The attempt to modernize them did not disappoint. As a true millennial, Holmes copiously texts, and in the last season he has an iPhone and a MacBook. Watson blogs their adventures, using the original Doyle story titles. The blog goes viral, creating Sherlock’s fame. One time, while leaving a courthouse, Holmes and Watson are surrounded by the British press. Holmes is unappreciative of the attention and quickly grabs a hat off a random coatrack to hide his face. “How can I be a private detective, if I’m famous?” He growls. He leaves the courthouse, hiding under his stolen newsboy cap.
The resulting pictures in the British press are the iconic image of Sherlock, in profile, wearing the hat, and shrinking into the collar of his tunic overcoat. Sherlock is also a sometime-reformed smoker. He relapses frequently, much to the chagrin of Dr. Watson and others. This is of course, a nod to the pipe wielding detective of lore, but laced with our modern television standards of frowning upon tobacco use.

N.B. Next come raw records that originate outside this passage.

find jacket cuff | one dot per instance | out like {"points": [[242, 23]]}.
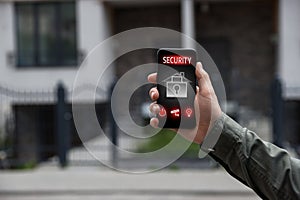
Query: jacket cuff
{"points": [[212, 137]]}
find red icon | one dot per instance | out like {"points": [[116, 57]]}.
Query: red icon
{"points": [[175, 112], [189, 112], [162, 112]]}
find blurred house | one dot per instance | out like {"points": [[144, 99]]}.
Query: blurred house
{"points": [[43, 43]]}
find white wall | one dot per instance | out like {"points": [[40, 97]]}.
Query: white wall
{"points": [[289, 47], [92, 23]]}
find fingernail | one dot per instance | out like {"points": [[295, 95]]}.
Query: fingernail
{"points": [[156, 108]]}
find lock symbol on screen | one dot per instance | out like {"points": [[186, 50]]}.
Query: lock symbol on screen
{"points": [[177, 85]]}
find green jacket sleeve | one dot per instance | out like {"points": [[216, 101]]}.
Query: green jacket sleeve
{"points": [[269, 170]]}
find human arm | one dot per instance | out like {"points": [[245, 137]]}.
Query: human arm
{"points": [[270, 171]]}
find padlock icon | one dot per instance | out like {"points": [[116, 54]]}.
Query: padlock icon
{"points": [[177, 85]]}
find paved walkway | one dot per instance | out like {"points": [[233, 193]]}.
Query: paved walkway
{"points": [[90, 183]]}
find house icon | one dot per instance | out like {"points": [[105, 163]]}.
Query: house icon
{"points": [[177, 85]]}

There are also frequent references to YouTube, and a disgruntled ex-lover of Sherlock’s dishes on him to the tabloids and then tells him, “I have to dash. I’m appearing on the One show, and I haven’t made it up yet.”
The cases are essentially Doyle stories. However, they may tackle ten or fifteen stories with each episode. Each episode is driven by a larger case, but the duo may take on smaller cases in between. Sometimes the Doyle titles are just vaguely mentioned as Watson blogs them and Holmes shoulder reads them with derision.
The cases do sometimes feel a bit archaic. In a generation used to NCIS and Law and Order, stories like The Hounds of Baskerville, which centers around a big-foot-esque creature who haunts the mountains, feel a bit obsolete.
They get around this by tying the stories to government conspiracies, or psychopathic terrorists… which at times feel slightly cartoonish. National security, the CIA, and British intelligence make appearances, but Sherlock, as an independent, only lives on the outskirts of these communities. Once they are called in, he is ousted and is not at all disappointed.
Holmes, while adept at forensic science, must rely on the sweet affections of Molly Hooper, the lovelorn assistant at the morgue, who lets him use the morgue’s equipment as his own lab, in hopes for his returned affections.
But, Sherlock’s larger than life genius, and his trademark British wit in comedic timing are what makes the show. I anxiously await Season 4.